REPUBLIKA.CO.ID,JAKARTA -- Setelah Presiden Joko Widodo menetapkan 22 Oktober sebagai Hari Santri Nasional, pro dan kontra muncul setelah dua ormas Islam besar di Indonesia berbeda pandangan terkait penetapan tersebut.
Mantan Ketua Umum PP Muhammadiyah Prof Din Syamsuddin mengatakan, penetapan Hari Santri Nasional ini dapat mengganggu persatuan bangsa. Lantaran akan kembali mendikotomikan antara kelompok santri dan abangan.
"Adanya Hari Santri Nasional berpotensi mengganggu upaya luhur tadi. Menguatnya Kaum Santri bisa mendorong menguatnya Kaum Abangan," ujar Din, Jumat (16/10).
Ketua Dewan Pertimbangan Majelis Ulama Indonesia ini juga menilai Hari Santri Nasional yang terkait dengan peristiwa Resolusi Jihad hanya relevan dengan kelompok tertentu. Padahal, menurut Din, Hari Nasional, kecuali hari-hari besar keagamaan seharusnya menjadi hari bagi semua elemen bangsa.
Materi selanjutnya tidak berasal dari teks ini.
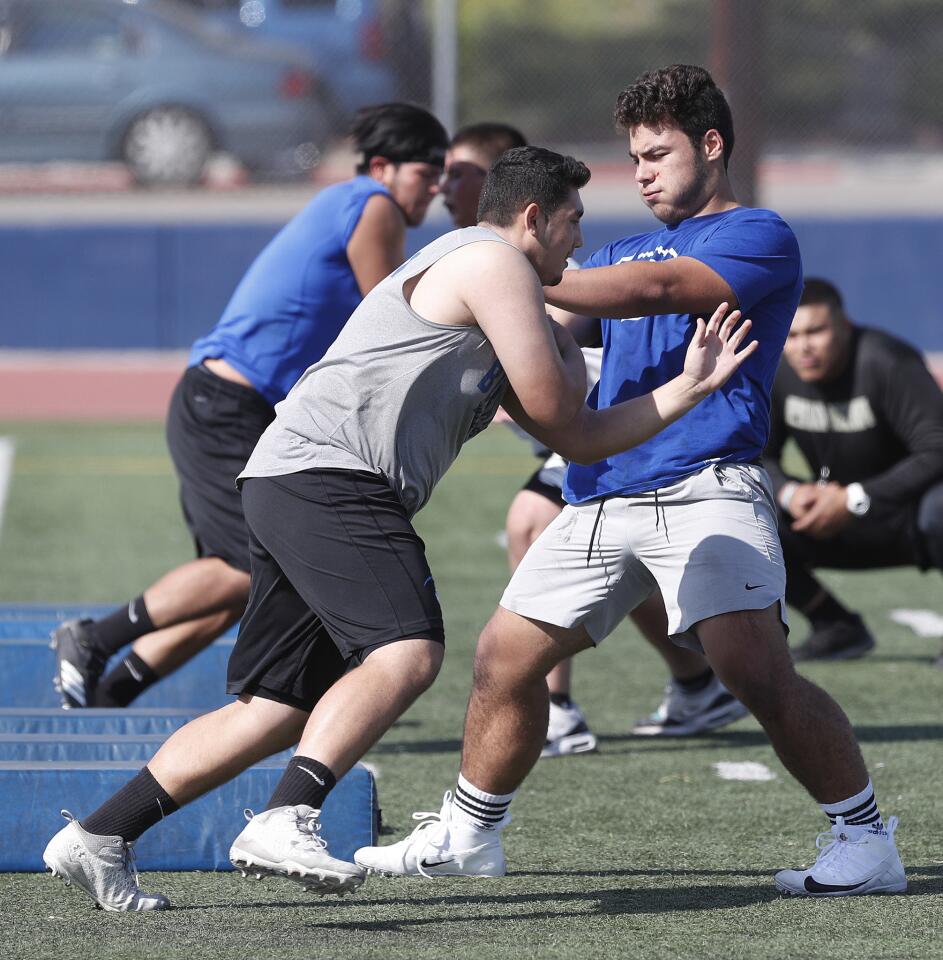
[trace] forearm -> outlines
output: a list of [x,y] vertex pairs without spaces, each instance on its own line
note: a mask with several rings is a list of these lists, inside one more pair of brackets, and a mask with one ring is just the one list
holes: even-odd
[[943,479],[943,450],[930,450],[912,454],[890,470],[861,483],[872,500],[903,504],[916,500],[940,479]]
[[572,270],[556,286],[545,287],[544,295],[553,306],[588,317],[707,313],[721,300],[737,305],[733,291],[709,267],[692,260],[679,263]]

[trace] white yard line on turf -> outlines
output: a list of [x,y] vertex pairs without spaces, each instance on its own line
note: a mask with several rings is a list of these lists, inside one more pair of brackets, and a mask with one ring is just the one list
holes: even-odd
[[918,637],[943,637],[943,616],[932,610],[892,610],[890,617]]
[[721,780],[775,780],[776,774],[765,763],[745,760],[739,763],[721,760],[714,764],[714,770]]
[[3,531],[3,512],[13,476],[13,437],[0,437],[0,533]]

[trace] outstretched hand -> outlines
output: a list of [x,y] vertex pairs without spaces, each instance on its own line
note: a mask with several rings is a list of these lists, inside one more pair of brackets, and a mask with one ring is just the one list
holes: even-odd
[[738,352],[737,348],[753,324],[750,320],[741,323],[739,310],[734,310],[724,320],[729,308],[730,304],[722,303],[707,323],[703,317],[697,318],[697,328],[684,358],[685,375],[705,396],[722,387],[760,345],[758,340],[753,340]]

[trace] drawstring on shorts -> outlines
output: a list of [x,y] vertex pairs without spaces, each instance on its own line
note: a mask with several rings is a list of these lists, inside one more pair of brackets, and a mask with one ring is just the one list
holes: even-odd
[[[599,509],[596,511],[596,519],[593,521],[593,532],[589,535],[589,547],[586,550],[586,566],[589,566],[590,558],[593,553],[593,541],[596,539],[596,528],[599,526],[599,520],[602,517],[602,508],[605,504],[605,500],[599,501]],[[600,534],[602,536],[602,534]]]

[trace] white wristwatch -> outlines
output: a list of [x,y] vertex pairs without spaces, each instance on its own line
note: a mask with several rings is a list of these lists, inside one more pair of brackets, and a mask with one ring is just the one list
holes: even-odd
[[871,498],[860,483],[849,483],[845,487],[845,503],[848,512],[856,517],[863,517],[871,509]]

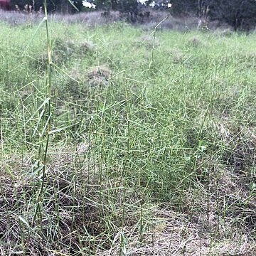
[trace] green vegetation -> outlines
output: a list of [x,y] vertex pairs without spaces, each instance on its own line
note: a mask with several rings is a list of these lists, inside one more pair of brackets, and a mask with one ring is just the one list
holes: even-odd
[[1,23],[1,253],[255,255],[256,36],[45,23]]

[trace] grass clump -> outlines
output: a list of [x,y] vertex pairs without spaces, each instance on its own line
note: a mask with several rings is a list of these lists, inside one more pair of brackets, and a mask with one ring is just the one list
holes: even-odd
[[255,255],[255,35],[48,26],[3,23],[1,253]]

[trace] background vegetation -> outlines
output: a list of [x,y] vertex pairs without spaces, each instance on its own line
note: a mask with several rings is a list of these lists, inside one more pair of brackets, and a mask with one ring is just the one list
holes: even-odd
[[1,254],[255,255],[255,34],[1,27]]
[[[218,21],[228,24],[235,30],[249,31],[256,25],[256,2],[255,0],[76,0],[73,2],[77,9],[73,7],[68,0],[48,1],[49,12],[77,12],[77,11],[92,11],[85,8],[83,2],[92,3],[95,10],[119,11],[125,14],[132,22],[141,21],[142,16],[149,15],[152,10],[168,10],[171,15],[178,17],[198,16],[206,15],[208,21]],[[34,5],[36,10],[43,6],[44,0],[12,0],[13,8],[18,5],[21,9],[26,4]],[[169,4],[171,8],[169,8]],[[146,9],[149,6],[149,9]]]

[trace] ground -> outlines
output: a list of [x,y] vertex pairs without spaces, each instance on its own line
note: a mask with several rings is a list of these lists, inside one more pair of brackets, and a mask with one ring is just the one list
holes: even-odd
[[255,255],[255,34],[68,21],[1,23],[1,253]]

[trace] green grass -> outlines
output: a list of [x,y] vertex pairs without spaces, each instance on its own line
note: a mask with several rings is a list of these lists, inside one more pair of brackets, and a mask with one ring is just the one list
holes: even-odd
[[1,23],[1,253],[255,255],[256,36],[48,26]]

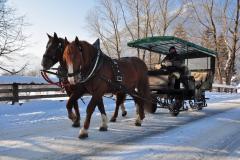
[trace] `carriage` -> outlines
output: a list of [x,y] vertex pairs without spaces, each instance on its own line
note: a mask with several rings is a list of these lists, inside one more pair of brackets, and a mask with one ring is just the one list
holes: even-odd
[[148,37],[129,42],[128,46],[161,56],[166,56],[168,49],[175,46],[188,68],[189,74],[181,75],[174,88],[169,87],[172,72],[162,68],[148,71],[153,99],[152,113],[157,108],[166,108],[173,116],[177,116],[180,111],[189,108],[202,110],[207,106],[205,91],[212,88],[216,52],[173,36]]

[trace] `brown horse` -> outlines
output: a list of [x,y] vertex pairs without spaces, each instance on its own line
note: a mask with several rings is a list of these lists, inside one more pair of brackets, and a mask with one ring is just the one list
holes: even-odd
[[[60,73],[67,76],[67,68],[65,63],[63,62],[63,51],[66,45],[69,43],[67,39],[59,38],[56,33],[54,36],[48,35],[48,43],[46,47],[46,51],[42,58],[42,67],[44,70],[50,69],[57,62],[60,63]],[[73,127],[80,126],[80,112],[78,107],[77,100],[83,96],[83,94],[87,93],[86,88],[83,85],[70,85],[67,79],[60,78],[63,83],[63,86],[69,96],[69,99],[66,104],[66,108],[68,111],[68,117],[73,121]],[[103,104],[100,104],[103,105]],[[72,112],[72,108],[74,108],[75,113]],[[100,107],[101,108],[101,107]],[[124,103],[121,104],[122,116],[126,116],[127,112],[125,110]],[[99,109],[100,112],[102,111]],[[103,112],[103,111],[102,111]]]
[[[119,83],[116,82],[114,76],[112,59],[86,41],[79,41],[76,37],[75,41],[67,45],[63,58],[67,64],[70,84],[83,84],[92,95],[87,106],[87,115],[84,126],[80,130],[79,138],[88,137],[87,130],[92,113],[105,93],[117,95],[116,110],[119,104],[122,103],[126,91],[130,95],[135,93],[132,96],[135,104],[138,106],[135,125],[141,126],[141,121],[145,117],[144,108],[148,111],[151,110],[149,101],[144,101],[143,98],[140,98],[144,97],[150,100],[147,66],[142,60],[136,57],[125,57],[117,60],[116,62],[123,76],[122,82]],[[103,126],[107,126],[106,119],[106,114],[102,114]]]

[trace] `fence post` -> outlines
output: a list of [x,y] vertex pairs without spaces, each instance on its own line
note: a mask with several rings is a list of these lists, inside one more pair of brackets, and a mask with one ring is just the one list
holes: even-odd
[[13,105],[16,102],[19,102],[18,84],[17,83],[12,84],[12,94],[13,94],[13,99],[12,99],[12,105]]

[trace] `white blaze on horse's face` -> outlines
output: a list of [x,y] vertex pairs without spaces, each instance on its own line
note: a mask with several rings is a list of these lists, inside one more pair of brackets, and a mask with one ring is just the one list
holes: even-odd
[[[68,73],[73,74],[73,65],[72,64],[68,64]],[[75,84],[74,76],[68,77],[68,81],[70,84],[74,85]]]

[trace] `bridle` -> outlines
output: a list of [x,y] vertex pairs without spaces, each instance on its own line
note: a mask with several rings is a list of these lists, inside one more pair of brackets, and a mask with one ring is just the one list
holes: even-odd
[[[80,50],[80,53],[82,54],[81,48],[78,47],[78,49]],[[100,49],[98,49],[97,57],[95,58],[96,60],[94,62],[94,65],[93,65],[92,69],[88,71],[89,74],[87,76],[82,75],[82,70],[81,70],[81,66],[80,66],[80,68],[76,72],[68,73],[68,77],[77,76],[77,78],[80,79],[80,81],[78,81],[78,83],[80,83],[80,84],[87,82],[96,73],[97,66],[98,66],[98,64],[100,62],[101,55],[102,55],[102,52],[101,52]]]
[[[62,53],[62,52],[63,52],[63,44],[62,44],[61,42],[58,43],[58,47],[57,47],[56,50],[57,50],[57,51],[56,51],[57,53]],[[47,59],[51,60],[53,63],[59,61],[59,60],[58,60],[58,56],[50,56],[50,55],[44,54],[44,55],[43,55],[43,58],[47,58]]]

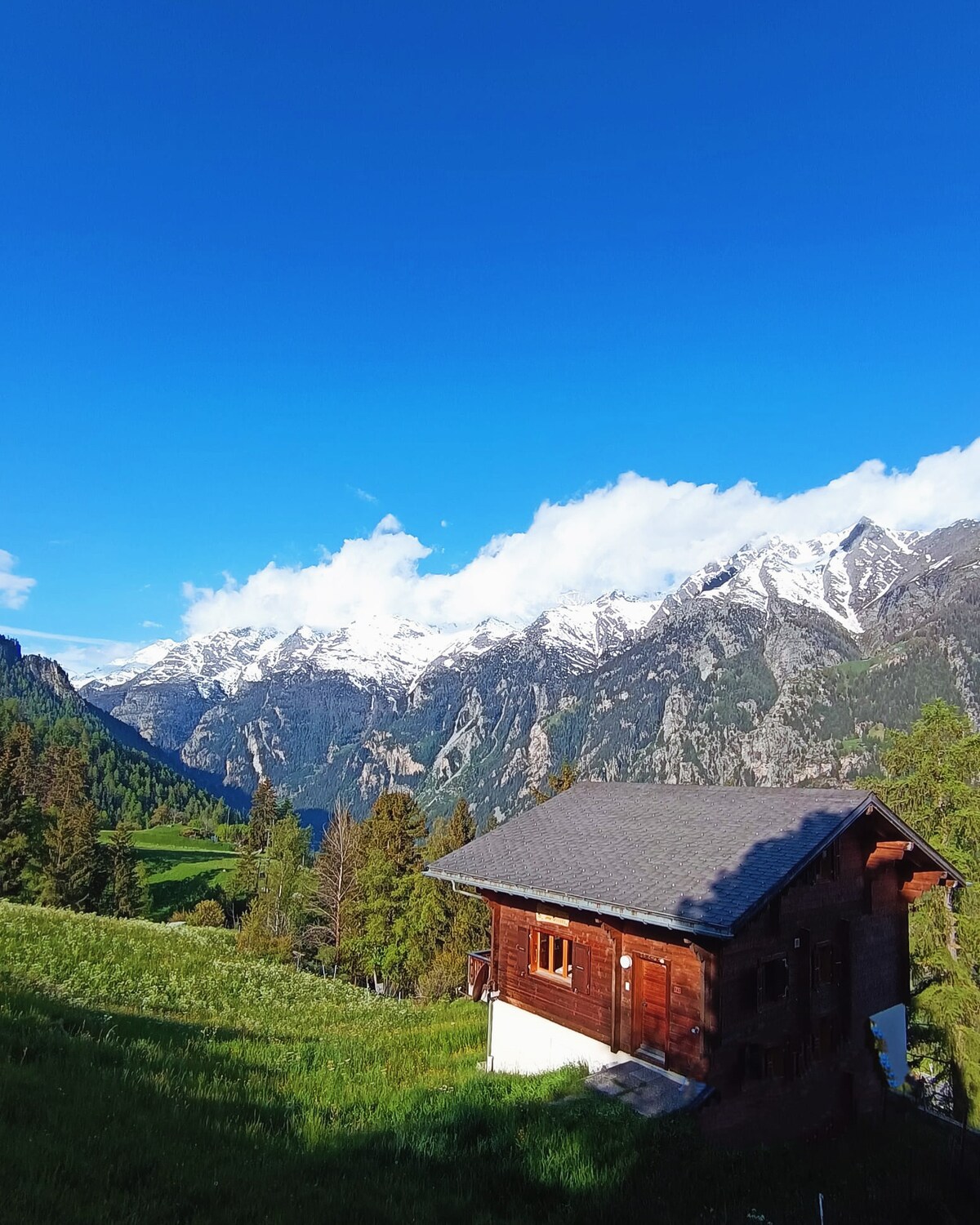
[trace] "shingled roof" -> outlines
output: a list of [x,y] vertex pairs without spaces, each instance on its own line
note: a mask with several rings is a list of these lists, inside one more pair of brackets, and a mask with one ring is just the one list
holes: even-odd
[[871,791],[578,783],[429,867],[473,888],[730,936],[873,801]]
Sebelumnya, ormas Islam Nahdlatul Ulama (NU) meminta pemerintah untuk menjadikan 22 Oktober sebagai peringatan Hari Santri Nasional. Usulan ini, menurut Ketua Umum PBNU KH Said Aqil Siroj untuk memperingati kaum santri dalam perjuangan kemerdekaan atas fatwa Resolusi Jihad KH Hasyim Asy’ary pada tanggal 22 Oktober 1945.